# Potential Energy

1. Jan 18, 2010

1. The problem statement, all variables and given/known data
A spring is compressed a distance of 1m and a 2 kg rock is shot straight up with the spring. The rock attains a maximum height of 500m. What is the force constant k of the spring?

Use g=10m/s^2

2. Relevant equations
P.E.= mgh
P.E. elastic= (1/2)(k)(x^2)

3. The attempt at a solution

P.E.= mgh
P.E.=(2000g)(10m/s^2)(500m)
P.E.= 10000000 newtons

P.E. elastic= (1/2)(k)(x^2)
k= P.E elastic/ (1/2)(x^2)
k= 10000000/ (1/2)(1)
k=2000000 newtons ?

2. Jan 18, 2010

### Fightfish

Use SI units ie kilogram, not gram. Furthermore, energy is in joules, not newtons! Also, the spring constant k is in newtons per meter, not newtons.

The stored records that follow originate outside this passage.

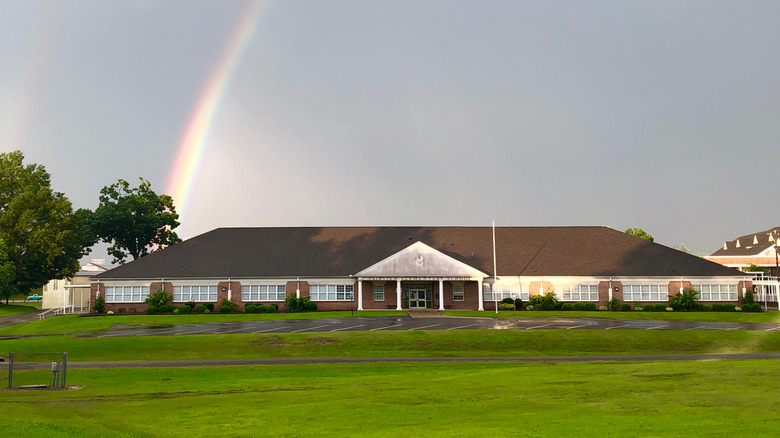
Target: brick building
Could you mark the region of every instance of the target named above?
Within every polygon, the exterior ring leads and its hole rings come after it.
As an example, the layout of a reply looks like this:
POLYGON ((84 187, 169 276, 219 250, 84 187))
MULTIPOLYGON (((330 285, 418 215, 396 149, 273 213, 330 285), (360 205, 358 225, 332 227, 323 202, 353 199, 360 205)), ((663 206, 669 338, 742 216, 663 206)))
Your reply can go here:
POLYGON ((750 278, 608 227, 220 228, 92 278, 106 310, 142 312, 150 292, 174 304, 280 304, 319 310, 495 309, 554 292, 565 302, 667 302, 681 288, 701 302, 737 303, 750 278))

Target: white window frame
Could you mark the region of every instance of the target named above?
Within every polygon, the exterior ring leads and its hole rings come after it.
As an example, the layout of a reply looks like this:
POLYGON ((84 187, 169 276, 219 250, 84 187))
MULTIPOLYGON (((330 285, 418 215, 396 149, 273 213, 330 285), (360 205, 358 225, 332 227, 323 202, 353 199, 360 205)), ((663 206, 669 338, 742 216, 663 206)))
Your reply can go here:
POLYGON ((555 296, 561 301, 596 302, 599 300, 598 284, 564 284, 555 286, 555 296))
POLYGON ((466 294, 463 291, 463 284, 452 285, 452 301, 465 301, 466 294))
POLYGON ((309 286, 312 301, 355 301, 354 284, 312 284, 309 286))
POLYGON ((668 284, 624 284, 624 302, 668 302, 668 284))
POLYGON ((517 299, 520 298, 523 301, 528 301, 528 290, 523 291, 523 285, 516 281, 499 281, 496 287, 496 295, 493 296, 493 285, 491 283, 483 283, 482 295, 484 301, 501 301, 504 298, 517 299))
POLYGON ((149 286, 106 286, 103 291, 106 303, 143 303, 148 297, 149 286))
POLYGON ((385 285, 375 284, 374 301, 384 301, 384 300, 385 300, 385 285))
POLYGON ((173 286, 174 303, 186 303, 189 301, 195 301, 196 303, 216 303, 217 286, 212 284, 182 284, 173 286), (197 292, 195 292, 195 290, 197 290, 197 292), (202 299, 204 298, 204 295, 206 299, 202 299), (193 296, 196 296, 196 298, 193 298, 193 296))
POLYGON ((737 301, 736 284, 697 284, 693 286, 699 291, 700 301, 737 301))
POLYGON ((284 301, 287 296, 286 288, 285 284, 242 284, 241 301, 284 301))

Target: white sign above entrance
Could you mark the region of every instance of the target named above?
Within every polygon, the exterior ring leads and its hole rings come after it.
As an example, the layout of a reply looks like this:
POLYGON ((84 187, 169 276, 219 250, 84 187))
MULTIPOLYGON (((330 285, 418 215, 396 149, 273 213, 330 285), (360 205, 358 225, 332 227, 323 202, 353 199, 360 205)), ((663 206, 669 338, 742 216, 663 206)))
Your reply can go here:
POLYGON ((416 242, 355 274, 379 278, 482 278, 487 274, 430 246, 416 242))

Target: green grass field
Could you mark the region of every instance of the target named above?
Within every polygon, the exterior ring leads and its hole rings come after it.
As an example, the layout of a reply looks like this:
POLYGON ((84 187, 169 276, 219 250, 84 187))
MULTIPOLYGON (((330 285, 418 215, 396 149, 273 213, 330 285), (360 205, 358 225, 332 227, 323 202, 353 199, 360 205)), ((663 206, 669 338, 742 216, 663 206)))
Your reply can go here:
POLYGON ((771 322, 780 323, 780 312, 606 312, 606 311, 499 311, 495 310, 445 310, 444 315, 469 316, 483 318, 599 318, 599 319, 642 319, 661 321, 702 321, 702 322, 771 322))
POLYGON ((78 391, 0 391, 0 421, 47 438, 776 436, 762 382, 777 375, 771 360, 74 369, 78 391))
POLYGON ((37 312, 38 308, 35 306, 40 306, 40 303, 0 304, 0 317, 37 312))
POLYGON ((190 315, 106 315, 79 316, 62 315, 31 321, 0 329, 2 335, 39 335, 52 333, 95 333, 115 325, 136 327, 171 327, 178 324, 201 324, 207 322, 263 321, 285 319, 357 318, 361 316, 399 316, 403 311, 363 310, 354 312, 312 312, 312 313, 193 313, 190 315))
POLYGON ((415 330, 104 338, 43 336, 3 340, 2 348, 4 352, 67 351, 72 361, 764 353, 780 351, 780 331, 415 330))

Please read up on units, okay?

3. Jan 18, 2010

Thanks,

So, if I correct my units I would have:

P.E.= mgh
P.E.=(2kg)(10m/s^2)(500m)
P.E.= 10000 joules

P.E. elastic= (1/2)(k)(x^2)
k= P.E elastic/ (1/2)(x^2)
k= 10000/ (1/2)(1)
k=20000 N/m ?

Is this correct?

4. Jan 18, 2010

### Fightfish

Looks good; that is one very strong spring indeed.